We give the lowdown on some of these factors:
I. Overdose of supply: First and foremost, shares need a greater number of buyers than sellers for their prices to rise. A company which regularly issues fresh equity or one in which the promoters keep selling their holdings in the market, can witness stock price declining as a result of supply surpassing demand.
II. Management's credibility: When a company’s management gets a reputation for making big claims and failing to deliver, or has a bad reputation for not clearing debts, it is likely to reflect in the poor stock performance despite robust financial factors.

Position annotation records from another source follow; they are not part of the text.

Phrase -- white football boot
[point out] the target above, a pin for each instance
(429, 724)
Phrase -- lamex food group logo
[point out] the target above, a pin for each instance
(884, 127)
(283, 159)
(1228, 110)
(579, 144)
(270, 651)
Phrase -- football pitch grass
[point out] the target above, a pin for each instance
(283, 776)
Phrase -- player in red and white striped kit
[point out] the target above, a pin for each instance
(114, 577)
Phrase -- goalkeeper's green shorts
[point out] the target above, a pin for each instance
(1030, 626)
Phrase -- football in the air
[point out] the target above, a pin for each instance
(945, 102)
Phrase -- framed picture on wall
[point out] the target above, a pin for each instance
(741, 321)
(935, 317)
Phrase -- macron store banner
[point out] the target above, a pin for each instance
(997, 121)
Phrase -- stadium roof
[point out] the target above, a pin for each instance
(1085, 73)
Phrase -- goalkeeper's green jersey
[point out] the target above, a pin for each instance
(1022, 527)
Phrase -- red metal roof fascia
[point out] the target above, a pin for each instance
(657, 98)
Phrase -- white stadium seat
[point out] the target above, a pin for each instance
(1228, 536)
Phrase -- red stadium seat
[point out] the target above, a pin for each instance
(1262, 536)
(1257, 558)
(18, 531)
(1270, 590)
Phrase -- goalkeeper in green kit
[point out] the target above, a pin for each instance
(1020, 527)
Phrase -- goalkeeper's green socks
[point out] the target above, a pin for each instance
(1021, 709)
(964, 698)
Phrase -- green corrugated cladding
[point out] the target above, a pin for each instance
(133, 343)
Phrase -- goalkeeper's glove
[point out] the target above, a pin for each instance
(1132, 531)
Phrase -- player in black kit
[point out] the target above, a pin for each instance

For instance, if we take the case of Punjab National Bank (PNB) — despite increase in profitability, decline in bad loans and strong deposit growth, its stock struggled at lower than half its book value for most of the 2021. This happened chiefly because of Nirav Modi’s scam that got this public sector bank a bad reputation.
Although the bank took a big write-off from the scam and the management gave repeated assurances that the worst was over, it didn’t reflect appropriately in the stock’s performance.
III. Market speculations:
An expected merger, capital restructuring even if rumoured in the market or in the initial stages, is likely to be a strong overhang on stock performance. The new investors want to have a complete clarity over these major corporate changes before they buy the stock.
Often times, a company’s financial statement may sound perfect, but crisis at other group companies or pledging of promoter shares can keep rational investors away from the stock.
For example, the ADAG group’s debt troubles spelled a doom on Reliance Nippon Life AMC’s price. But after the ownership was transferred completely to the Nippon group, its valuation improved and stock rose by around 22 percent in a span of three months.
So, we can see that the price of a company’s stock is not only influenced by its profitability, debt/equity ratio or other financial ratios, but a slew of non-financial factors too cast their formidable influence, especially in the short and medium term.